Page 6, Programming with the MorphicWrappers, section header: Delete the word "the". It should read, "Programming with MorphicWrappers".

Same section, first sentence: Change the word "were" to "where". It should read, "... is a framework where more...".

Some cosmetics comments -

The practice of emphasizing terms such as MorphicWrapper, CodeBalloon, etc., every time they're used is distracting. I would like to see them emphasized when they are defined, and written normally everywhere else.

The illustrations are pushed all the way to the left page margin. Shouldn't they line up with the text margin, which is one inch in, or even be centered between the text margins if they're not too wide?

The captions for the illustrations stand out a little too well. It took me a couple of double-takes to figure out that they were captions and not section headers. I would like them not to stand out so much, and be more closely associated with their illustrations.

Also, some of the captions are wider than the illustrations they go with; in that case, they should be folded.

It might be a good idea to number the illustrations.

And that takes us through page 6. More later.



I get a ghostscript error on ~3 page. I think it is looking for a nimbus font. asb
Acrobat works fine. asb
I didn't see where do download/install the MathMorphs file(s). That could be useful. krc
I cannot open this file with adobe because access is denied

Just some comments from Stephane Ducasse
I found the description really exciting even if I get lost by some
of the concepts. My main remark is the following one:
Everytimes you show a picture please consider that the user should
be able to reproduce it by reading the text. I read but even with MathMorph I was not able to reproduce what you show. ;((((


Hi,
This is Bruce O'Neel

Boy, I found this a hard chapter to read. My Math skills are way too weak. It's possible that a paragraph should be included at the beginning warning folks like me.

It also might be useful to have a section for the non-math folks
who still might get some great use out of MathMorphs. I'm thinking
of some of the matrix manipulations in particular.

It would be very useful to have a pointer to the website with the code, unless the code is included in the squeak image by the time the
book is published. It also might be a really nice addition to have
a change set with an example class with 10s of example methods, one for each one of examples you list (that can easily be put into a method).
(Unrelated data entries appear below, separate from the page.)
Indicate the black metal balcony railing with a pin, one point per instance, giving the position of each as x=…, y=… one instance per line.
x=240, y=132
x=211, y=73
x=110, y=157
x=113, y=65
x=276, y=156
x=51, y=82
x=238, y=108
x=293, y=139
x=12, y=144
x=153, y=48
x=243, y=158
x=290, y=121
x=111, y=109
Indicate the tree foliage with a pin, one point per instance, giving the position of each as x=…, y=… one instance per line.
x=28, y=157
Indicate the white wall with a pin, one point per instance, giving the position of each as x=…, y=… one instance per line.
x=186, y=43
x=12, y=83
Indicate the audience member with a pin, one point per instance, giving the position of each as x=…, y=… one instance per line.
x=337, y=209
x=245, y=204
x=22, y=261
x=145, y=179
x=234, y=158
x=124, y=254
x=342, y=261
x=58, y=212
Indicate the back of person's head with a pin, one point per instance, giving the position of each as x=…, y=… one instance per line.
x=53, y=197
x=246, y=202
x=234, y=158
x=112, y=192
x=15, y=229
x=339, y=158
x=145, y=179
Finally, you have two gems hidden at the end of the chapter. The Type inference and Text to Speech bits could be very interesting, even
to folks who didn't understand the previous parts of the chapter.

Possibly you could add something in the intro pointing this out.

Thanks very much!

cheers

bruce


Mark's Review of "MathMorphs: An Environment for Learning and Doing Math"


I've been recommending this chapter to many people, especially math and engineering faculty who are trying to decide if Squeak is interesting. I think it works extremely well as part of the "Community" aspect of the book – that Squeak is used in different ways for different reasons by different users, but Squeak itself offers an infrastructure and core that is worth the entire community supporting. I also find the vision at the beginning of the chapter very compelling: Computer-as-metamedium becomes a new way of doing math. (I have "Wow!" written in the footnote of my printout next to these paragraphs :-)

The chapter gets into a set of mathematics concepts which are going to be far beyond most of the readers of the book. I'm not too worried about that. I see part of the story of this chapter as "Squeak works well for math learning and doing because of the particular structure and feature set of Squeak." The advanced mathematics concepts serve as examples of things that Squeak (with MathMorphs) can support well. As long as the math gets related back to MathMorphs and Squeak, it works well. The math-for-the-sake-of-math doesn't work quite so well, e.g., the "How it works" section on p. 29 seems to be just about math, not about MathMorphs or Squeak.